The Black Swan: The Impact of the Highly Improbable Irony

The Black Swan: The Impact of the Highly Improbable Irony

Synchronicity

Synchronicity is the word that has been used to describe fateful alignments of random chance and personal expectation. Sometimes synchronicity is misunderstood directly as irony because it is so unexpected that what was seemingly chance has occurred. This happened to Taleb when she published a book online with no expectation of getting famous, but then she did get famous. Of course secretly, she did desire that or perhaps even believe it could happen, but the chances of it actually happening are synchronous to her destiny of being a writer, she feels. Therefore, the irony of synchronicity is that life has a feeling of being destined.

Unlikely facts are normal

If our sense of destiny brings us into contrary expectations, Taleb invites us to believe in the impossible because actually, unlikely facts are the norm. That is ironic by definition, because the norm should be what is normally expected, but in a universe with a planet like ours orbiting a sun for no explicit reason, the truth is that life itself is statistically improbable. Remembering that reality does not honor our personal opinion of "likelihood" is an important aspect of what this book offers.

The book publication

The ironic facts of Taleb's life are that she wanted to be a writer but did not believe she could. Then, by a random process, she was elevated to a position of fame by a publishing company who randomly discovered her. The unlikeliness of her publication is reason to publish one's own work, because it could happen for any one of us. The reality is that statistically, it doesn't—most books go right into oblivion and no one reads them. However, reality has a way of reward those who take risks; that is what the reader gleans by moralizing this irony.

The false division of fact or fiction

The author takes a stand with all those literary minds before her who address the issue of truth as fact and fiction. Fiction is not a "lie," but rather, fiction allows a mode of interpretation called narrative: concepts and ideas can be treated through a dynamic artistic process for a better analysis of the elements of truth. That means that facts must be somewhat consistent with the narrative process of understanding reality. As a neuroscientist, Taleb knows intimately how strikingly impossible reality is: she studies the most impossible object of all nature: the human brain.

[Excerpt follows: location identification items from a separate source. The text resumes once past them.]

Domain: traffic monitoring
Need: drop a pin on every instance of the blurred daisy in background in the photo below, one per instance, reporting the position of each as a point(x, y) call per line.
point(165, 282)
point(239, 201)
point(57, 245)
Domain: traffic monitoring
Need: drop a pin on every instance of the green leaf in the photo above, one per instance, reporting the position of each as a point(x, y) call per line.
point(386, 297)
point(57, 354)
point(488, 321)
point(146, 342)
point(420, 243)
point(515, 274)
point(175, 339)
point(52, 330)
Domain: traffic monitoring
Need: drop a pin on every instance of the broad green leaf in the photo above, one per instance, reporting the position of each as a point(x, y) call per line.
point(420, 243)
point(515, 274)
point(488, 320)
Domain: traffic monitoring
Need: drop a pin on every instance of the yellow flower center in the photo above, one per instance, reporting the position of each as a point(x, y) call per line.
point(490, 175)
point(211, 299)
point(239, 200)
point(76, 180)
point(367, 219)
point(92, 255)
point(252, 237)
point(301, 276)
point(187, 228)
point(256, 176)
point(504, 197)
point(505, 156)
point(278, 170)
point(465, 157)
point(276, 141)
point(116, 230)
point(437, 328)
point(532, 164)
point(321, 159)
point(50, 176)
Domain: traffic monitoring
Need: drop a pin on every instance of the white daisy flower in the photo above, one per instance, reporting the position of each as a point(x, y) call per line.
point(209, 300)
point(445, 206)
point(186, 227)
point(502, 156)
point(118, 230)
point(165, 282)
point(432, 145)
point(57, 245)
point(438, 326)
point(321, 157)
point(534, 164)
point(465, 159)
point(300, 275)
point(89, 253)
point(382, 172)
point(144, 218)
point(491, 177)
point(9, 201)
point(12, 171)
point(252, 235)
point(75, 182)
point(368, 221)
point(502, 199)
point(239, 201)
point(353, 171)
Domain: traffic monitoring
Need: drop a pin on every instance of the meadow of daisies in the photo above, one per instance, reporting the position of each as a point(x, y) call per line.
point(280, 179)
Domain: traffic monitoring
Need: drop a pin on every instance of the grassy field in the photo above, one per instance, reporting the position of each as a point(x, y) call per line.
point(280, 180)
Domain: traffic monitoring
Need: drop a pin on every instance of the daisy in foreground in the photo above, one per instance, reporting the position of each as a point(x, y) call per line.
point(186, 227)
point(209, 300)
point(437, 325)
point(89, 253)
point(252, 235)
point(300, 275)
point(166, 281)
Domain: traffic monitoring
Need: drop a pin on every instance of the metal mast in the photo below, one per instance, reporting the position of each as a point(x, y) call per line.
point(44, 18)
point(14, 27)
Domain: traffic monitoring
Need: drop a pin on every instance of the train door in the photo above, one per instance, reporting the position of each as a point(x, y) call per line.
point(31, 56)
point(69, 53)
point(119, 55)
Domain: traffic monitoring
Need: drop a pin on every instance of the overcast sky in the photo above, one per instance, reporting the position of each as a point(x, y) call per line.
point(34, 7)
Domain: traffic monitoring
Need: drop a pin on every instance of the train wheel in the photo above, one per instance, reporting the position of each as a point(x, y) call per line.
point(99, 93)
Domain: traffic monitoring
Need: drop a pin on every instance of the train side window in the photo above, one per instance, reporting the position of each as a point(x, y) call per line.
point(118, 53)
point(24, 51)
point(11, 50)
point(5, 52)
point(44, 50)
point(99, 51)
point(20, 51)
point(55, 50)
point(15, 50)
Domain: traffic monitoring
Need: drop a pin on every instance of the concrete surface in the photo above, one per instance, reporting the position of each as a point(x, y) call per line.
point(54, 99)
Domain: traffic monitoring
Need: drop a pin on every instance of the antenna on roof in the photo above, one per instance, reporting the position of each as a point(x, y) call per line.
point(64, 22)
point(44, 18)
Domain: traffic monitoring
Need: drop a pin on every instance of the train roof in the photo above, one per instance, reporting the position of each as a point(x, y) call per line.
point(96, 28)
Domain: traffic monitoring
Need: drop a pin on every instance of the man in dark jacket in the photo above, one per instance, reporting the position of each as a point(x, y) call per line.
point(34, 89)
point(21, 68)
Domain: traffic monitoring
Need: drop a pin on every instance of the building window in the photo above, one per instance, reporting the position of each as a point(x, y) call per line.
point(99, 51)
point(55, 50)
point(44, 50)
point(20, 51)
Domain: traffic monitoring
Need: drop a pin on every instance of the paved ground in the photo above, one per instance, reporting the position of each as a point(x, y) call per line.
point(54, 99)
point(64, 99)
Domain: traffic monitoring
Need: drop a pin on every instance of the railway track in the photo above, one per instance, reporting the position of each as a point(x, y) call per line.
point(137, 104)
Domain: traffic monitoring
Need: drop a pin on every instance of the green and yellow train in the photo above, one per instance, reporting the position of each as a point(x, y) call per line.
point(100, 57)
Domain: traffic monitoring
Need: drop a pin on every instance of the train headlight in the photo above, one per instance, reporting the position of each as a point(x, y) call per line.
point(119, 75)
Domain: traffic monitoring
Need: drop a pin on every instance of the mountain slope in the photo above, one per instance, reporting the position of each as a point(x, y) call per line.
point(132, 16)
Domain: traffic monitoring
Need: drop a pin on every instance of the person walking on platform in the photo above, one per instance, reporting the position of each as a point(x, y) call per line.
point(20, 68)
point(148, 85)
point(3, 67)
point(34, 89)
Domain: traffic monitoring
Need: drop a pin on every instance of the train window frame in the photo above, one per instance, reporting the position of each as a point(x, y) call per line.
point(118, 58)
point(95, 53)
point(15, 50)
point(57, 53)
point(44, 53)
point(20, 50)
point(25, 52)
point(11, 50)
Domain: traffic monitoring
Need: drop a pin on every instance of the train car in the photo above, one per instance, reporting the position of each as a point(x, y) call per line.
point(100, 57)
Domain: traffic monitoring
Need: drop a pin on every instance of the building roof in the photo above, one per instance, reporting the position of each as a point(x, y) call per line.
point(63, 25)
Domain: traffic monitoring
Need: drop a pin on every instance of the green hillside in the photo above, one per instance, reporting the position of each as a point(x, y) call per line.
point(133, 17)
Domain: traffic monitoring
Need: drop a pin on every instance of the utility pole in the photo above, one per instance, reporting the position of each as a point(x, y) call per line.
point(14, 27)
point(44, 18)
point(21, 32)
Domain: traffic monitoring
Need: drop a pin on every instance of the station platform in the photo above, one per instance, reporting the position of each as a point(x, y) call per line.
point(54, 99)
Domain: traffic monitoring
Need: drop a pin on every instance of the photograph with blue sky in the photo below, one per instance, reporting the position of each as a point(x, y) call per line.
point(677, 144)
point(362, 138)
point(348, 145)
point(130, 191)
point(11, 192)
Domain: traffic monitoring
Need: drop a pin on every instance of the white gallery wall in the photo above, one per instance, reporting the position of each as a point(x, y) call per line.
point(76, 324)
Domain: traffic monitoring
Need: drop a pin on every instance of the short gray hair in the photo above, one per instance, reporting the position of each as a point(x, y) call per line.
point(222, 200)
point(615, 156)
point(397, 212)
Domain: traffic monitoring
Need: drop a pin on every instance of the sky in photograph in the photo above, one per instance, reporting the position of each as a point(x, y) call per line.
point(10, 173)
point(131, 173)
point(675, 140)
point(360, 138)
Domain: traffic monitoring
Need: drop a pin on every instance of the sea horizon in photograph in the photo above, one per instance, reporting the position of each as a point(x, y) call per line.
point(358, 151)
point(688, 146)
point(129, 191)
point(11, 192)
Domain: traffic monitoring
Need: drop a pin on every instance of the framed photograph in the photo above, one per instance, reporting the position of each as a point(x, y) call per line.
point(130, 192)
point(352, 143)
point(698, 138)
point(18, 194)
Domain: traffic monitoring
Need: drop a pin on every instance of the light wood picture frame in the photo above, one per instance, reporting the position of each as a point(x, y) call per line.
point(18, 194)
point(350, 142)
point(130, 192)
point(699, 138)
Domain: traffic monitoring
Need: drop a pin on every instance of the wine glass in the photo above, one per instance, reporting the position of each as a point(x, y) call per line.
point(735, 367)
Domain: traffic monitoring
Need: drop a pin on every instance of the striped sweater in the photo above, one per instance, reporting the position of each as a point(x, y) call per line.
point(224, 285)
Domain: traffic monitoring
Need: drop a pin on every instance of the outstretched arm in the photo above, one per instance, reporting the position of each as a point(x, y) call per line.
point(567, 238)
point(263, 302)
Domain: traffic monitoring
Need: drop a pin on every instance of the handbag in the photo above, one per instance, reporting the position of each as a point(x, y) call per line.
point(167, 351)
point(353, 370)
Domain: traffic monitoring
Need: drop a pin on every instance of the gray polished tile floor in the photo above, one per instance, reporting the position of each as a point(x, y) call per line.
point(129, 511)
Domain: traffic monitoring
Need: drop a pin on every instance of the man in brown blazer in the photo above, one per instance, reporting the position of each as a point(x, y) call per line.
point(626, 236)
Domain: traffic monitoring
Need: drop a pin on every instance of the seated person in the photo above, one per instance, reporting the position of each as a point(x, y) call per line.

Reality as narrative experience

As a brain-scientist, Taleb offers some facts about reality and perception. Rather than viewing the brain as a tabula rasa engine, the brain is better viewed as a machine through which the body reconciles external circumstances to an internal desire for survival and success. That process of natural survival and success defines the reality around us because our perception of reality is governed by that narrative process of responding to new threats or strategizing, etc. The point is that Taleb treats the reality that can be known as a narrative process, so that it becomes worth taking risks. This raises an excellent question: What is the difference between the reality we observe and the objective reality? The difference is undeterminable and so the book ends on an unlikely note: Reality does not actually have to exist in order for our experiences of reality to exist.